What you need to do is determine exactly how much torque you need to accelerate your disk to the speed you want it to spin at and then size your motor appropriately. This is a fairly simple physics problem and all you need to know is the moment of inertia of your load and how fast you want to accelerate it. For a fairly simple object like a large disk, you'll need more torque to get it up to speed than you will to keep it moving.

The formula for torque is \$\tau = I*\alpha\$, where \$\tau\$ is torque, \$I\$ is moment of inertia, and \$\alpha\$ is angular acceleration. The moment of inertia for a disk is the same as for a cylinder, \$I = \frac{1}{2} m*r^2 \$, where \$m\$ is the mass of your disc and \$r\$ is the radius.

So when you turn your motor on, it is going to draw as much current as it can to accelerate this disk. If you come up with some method to limit current to 2 amps (which, for a given motor, is equivalent to limiting the torque to a certain value) then that is equivalent to limiting the acceleration of your load (\$\alpha = \frac{\tau}{I}\$). Your other option would be to limit how quickly you accelerate the load, which would limit how much torque you need. This could be as simple as slowly applying more voltage over a period of time instead of hitting the motor with 18 V instantaneously. Since it sounds like you plan on controlling speed anyway, this might be something you'll want to try.

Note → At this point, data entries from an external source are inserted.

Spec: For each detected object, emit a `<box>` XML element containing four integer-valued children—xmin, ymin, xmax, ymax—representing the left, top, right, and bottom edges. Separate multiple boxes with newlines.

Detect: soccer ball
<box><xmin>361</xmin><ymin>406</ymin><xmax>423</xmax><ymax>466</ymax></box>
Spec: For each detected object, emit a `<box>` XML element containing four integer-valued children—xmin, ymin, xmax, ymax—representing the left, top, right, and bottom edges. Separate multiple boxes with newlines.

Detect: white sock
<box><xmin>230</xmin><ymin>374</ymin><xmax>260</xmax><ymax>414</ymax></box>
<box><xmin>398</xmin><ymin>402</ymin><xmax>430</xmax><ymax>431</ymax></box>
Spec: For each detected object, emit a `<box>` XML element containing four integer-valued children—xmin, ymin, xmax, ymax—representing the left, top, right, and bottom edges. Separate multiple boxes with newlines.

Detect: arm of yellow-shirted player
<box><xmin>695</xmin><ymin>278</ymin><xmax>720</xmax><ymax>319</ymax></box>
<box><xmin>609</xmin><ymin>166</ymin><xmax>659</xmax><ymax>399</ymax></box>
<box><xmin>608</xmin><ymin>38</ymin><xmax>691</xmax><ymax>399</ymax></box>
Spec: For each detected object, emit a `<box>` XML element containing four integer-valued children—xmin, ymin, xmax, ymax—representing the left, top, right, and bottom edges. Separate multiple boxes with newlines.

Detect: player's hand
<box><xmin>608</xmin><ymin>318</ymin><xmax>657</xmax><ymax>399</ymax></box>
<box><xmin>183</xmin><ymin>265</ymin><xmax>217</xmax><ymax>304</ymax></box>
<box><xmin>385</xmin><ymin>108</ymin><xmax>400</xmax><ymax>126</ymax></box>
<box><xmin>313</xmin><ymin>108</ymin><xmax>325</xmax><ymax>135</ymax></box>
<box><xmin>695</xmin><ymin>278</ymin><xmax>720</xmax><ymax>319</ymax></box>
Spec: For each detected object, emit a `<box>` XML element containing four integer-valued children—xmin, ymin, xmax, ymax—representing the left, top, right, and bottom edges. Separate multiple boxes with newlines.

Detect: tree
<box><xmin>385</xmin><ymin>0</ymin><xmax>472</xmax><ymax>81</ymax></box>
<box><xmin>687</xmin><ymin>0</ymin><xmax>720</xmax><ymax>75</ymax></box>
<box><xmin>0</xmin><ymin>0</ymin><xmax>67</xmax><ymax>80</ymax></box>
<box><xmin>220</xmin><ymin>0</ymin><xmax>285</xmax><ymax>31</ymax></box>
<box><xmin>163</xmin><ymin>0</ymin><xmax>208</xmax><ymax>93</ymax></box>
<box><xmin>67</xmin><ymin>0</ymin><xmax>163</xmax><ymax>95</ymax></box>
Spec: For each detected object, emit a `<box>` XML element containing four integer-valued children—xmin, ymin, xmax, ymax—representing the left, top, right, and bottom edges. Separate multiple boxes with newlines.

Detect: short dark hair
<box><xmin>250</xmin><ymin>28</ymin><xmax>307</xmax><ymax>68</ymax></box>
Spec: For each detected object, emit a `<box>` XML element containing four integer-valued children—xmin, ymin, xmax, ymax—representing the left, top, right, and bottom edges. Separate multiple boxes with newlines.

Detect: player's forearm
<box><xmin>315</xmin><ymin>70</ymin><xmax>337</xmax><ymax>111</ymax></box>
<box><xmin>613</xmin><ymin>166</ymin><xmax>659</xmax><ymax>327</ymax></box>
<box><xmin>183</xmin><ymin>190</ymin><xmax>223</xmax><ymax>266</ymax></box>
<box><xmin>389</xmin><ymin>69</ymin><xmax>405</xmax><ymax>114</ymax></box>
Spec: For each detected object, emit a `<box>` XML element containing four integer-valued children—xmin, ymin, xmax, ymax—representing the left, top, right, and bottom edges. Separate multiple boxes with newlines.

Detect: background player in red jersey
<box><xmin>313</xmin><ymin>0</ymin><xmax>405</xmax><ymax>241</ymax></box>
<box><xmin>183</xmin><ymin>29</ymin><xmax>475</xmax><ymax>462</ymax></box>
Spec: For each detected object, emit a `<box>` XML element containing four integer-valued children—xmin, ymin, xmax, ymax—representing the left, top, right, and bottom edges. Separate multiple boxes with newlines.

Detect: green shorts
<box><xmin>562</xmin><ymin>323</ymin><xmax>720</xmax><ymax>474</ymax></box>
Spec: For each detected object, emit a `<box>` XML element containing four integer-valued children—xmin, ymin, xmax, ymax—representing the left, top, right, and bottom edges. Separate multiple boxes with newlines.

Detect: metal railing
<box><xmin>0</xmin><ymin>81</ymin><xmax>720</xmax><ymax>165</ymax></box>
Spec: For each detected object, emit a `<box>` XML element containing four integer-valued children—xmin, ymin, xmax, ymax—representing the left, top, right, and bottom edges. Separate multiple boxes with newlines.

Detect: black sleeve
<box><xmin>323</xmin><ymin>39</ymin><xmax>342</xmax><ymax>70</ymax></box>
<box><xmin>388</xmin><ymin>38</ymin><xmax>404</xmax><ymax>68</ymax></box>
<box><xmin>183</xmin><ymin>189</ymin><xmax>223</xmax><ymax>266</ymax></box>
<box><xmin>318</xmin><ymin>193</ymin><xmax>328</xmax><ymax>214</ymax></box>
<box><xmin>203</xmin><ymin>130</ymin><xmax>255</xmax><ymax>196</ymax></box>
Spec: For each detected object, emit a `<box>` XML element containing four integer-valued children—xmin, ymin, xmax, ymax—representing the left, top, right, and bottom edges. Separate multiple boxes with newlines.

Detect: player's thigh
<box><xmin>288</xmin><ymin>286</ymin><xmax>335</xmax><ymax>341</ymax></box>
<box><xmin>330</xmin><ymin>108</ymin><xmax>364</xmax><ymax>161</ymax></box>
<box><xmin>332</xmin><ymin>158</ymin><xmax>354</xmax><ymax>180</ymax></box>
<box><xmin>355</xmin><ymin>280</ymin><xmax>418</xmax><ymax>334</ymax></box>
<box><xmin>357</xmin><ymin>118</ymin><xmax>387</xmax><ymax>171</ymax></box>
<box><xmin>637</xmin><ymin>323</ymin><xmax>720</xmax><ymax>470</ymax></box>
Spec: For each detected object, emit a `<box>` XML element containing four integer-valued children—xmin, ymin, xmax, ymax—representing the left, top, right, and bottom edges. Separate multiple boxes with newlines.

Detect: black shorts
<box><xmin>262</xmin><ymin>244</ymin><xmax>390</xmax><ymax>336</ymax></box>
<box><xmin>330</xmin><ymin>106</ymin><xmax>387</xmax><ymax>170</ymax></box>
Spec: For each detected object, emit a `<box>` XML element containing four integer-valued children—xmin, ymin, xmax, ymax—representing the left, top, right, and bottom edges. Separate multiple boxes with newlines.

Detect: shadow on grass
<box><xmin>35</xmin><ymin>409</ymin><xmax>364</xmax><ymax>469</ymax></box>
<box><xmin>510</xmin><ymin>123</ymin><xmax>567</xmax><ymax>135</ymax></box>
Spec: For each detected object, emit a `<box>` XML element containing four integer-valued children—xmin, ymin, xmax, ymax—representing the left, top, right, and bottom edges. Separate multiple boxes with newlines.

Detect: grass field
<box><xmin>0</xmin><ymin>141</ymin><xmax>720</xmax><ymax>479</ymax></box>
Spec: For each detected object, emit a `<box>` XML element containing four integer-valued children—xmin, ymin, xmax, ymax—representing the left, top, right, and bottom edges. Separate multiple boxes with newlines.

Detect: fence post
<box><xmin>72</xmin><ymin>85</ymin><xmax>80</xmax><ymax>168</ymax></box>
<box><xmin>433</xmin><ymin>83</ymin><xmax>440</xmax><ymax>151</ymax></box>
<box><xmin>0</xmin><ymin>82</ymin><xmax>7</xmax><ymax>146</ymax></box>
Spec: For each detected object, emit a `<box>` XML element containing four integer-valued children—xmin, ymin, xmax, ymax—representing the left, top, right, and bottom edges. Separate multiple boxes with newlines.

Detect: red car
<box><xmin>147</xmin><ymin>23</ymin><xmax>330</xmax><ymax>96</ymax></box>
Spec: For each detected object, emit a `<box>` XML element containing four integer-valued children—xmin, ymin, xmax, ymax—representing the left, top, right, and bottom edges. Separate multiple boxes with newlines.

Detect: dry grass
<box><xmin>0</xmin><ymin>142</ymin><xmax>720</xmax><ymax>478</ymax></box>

And this all assumes, of course, that your motor is sized correctly. I'd encourage you to run the calculations to figure out your moment of inertia and then use your acceleration requirement to determine the torque you'll need. It is very possible that the motor you have won't work at all for this (i.e., even when the load is up to speed it requires more torque to keep it moving than what your motor can safely give you for 6 hours at a time).

Also, here is a note about motor ratings. Most motor manufacturers rate their motors based on how its internal temperature changes with respect to ambient temperature and what kind of insulation it uses. So for a given type of insulation, the motor manufacturer will load the motor such that the motor windings rise (say) 85 \$^{\circ}\$C over the ambient air temperature over a long period of time. The torque, current, speed, etc. on the name plate the data from that test. So if a motor says it is rated for 2 Amps, that means if you run it at 2 amps for long periods of time (like you are at 6 hours) then you should expect the windings of the motor to get as hot as the insulation is rated for. It also means that you could possibly overload the motor for a short period of time as long as the motor windings don't get hotter than that temperature. The problem for you is that you don't know what kind of insulation is in your motor and you probably don't have the test equipment to properly determine how much you could overload the motor. Basically all I'm saying is that drawing 4.5 Amps for a short period of time (say, 1 minute) isn't going to necessarily burn out your motor but given the technical information you can get from Radio Shack, you probably aren't going to be able to determine this by yourself.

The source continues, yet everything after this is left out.